Le saxophoniste François Corneloup, que nous avions découvert avec Ursus Minor, revient dans un projet solo, accompagné de musiciens américains et français.
Depuis la fondation du label Nato en 1980, le producteur Jean Rochard publie (et suscite) régulièrement des rencontres musicales associant l’Ancien et le Nouveau monde. La collection Hope Street du label, lancée en 2000 comme un pont au-dessus de l’Atlantique, ainsi que le festival Minnesota-sur-Seine, créé en 2003 aux États-Unis, sont la suite logique autant que l’amplification de ce mouvement. Outre le Minneapolis de Michel Portal, une des rencontres les plus fameuses est celle qui a donné naissance à Ursus Minor, véritable ovni au croisement de la musicalité du jazz, de l’énergie du rock et de l’esprit contestataire du punk et du hip-hop (lire La Griffe nº178). On attend d’ailleurs une nouvelle tournée du groupe cet été.
L’arrêt sur Ursus Minor n’est pas tout à fait innocent, puisque c’est le projet d’un de ses membres qui nous intéresse ici. François Corneloup y développe en effet des lignes de saxophone baryton rageuses et rugueuses, pilier de la rythmique du groupe. Son rôle dans Next, orchestre qu’il dirige et album dont il signe toutes les compositions hormis une reprise de Barbara, est cependant différent. Contrairement à Ursus Minor, Next dispose en effet d’un bassiste, en la personne de Chico Huff. Accompagnateur recherché, d’une grande précision de jeu, ce dernier possède un son rond et chaud qui contraste idéalement avec le baryton de son leader. La section rythmique est complétée par l’étonnant batteur JT Bates, aux interventions imprévisibles, mais jamais malvenues. Partageant le devant de la scène avec Corneloup, deux fortes personnalités : le facétieux et inventif guitariste Dean Magraw, et l’Hendrix français du violon, Dominique Pifarély. Soit trois Américains et deux Français, réunis sous les bons auspices de Jean Rochard.

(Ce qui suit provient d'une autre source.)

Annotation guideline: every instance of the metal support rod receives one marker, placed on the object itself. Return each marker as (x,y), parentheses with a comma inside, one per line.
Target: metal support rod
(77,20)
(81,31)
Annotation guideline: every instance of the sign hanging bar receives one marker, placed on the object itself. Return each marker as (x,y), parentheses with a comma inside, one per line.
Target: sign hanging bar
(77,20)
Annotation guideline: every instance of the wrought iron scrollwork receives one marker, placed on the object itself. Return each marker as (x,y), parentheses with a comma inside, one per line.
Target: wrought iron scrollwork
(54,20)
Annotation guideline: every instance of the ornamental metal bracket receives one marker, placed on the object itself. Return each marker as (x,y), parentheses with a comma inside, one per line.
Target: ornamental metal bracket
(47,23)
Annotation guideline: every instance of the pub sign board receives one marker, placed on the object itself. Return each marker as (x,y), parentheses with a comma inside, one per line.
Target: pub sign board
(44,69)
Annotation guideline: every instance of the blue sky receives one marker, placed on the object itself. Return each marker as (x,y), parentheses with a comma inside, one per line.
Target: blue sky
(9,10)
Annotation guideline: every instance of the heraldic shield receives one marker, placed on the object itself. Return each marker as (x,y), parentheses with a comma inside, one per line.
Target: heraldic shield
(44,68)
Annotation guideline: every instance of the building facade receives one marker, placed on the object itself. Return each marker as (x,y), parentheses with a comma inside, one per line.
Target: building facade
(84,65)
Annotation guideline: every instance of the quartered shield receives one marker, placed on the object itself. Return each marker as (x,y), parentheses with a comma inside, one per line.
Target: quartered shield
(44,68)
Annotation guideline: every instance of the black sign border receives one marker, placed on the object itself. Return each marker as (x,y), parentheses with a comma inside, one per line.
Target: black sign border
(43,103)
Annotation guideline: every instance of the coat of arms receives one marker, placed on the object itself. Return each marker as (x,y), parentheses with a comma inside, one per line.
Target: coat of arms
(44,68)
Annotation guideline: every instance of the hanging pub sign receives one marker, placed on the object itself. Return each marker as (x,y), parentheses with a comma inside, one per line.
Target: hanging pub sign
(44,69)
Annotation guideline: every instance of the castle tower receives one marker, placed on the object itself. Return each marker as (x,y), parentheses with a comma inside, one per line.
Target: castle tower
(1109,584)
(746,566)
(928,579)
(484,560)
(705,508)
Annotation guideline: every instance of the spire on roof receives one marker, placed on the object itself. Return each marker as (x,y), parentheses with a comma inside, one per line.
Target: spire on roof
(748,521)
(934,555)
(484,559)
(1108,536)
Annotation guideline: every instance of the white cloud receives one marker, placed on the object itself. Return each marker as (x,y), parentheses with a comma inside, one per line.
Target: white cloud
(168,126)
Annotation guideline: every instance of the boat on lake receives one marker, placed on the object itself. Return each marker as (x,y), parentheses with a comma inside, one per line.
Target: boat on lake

Les compositions sont riches et variées, alternant des mouvements très rock ou d’ascendance funk avec des plages calmes (mais pas méditatives pour autant). La cohésion du disque se retrouve sur scène — en ce qui nous concerne, ce fut lors du festival Sons d’Hiver en région parisienne au mois de février —, où le plaisir qu’ont ces cinq-là à jouer ensemble est manifeste et ne compte pas pour rien dans le plaisir que prend à son tour le spectateur à en déguster les échanges. On ne regrettera que la monotonie du format des compositions, trop calquées sur le modèle « exposition du thème / solos / reprise du thème / break de fin ». La qualité du groupe laissait augurer plus d’invention sur la forme. Pour la prochaine tournée ?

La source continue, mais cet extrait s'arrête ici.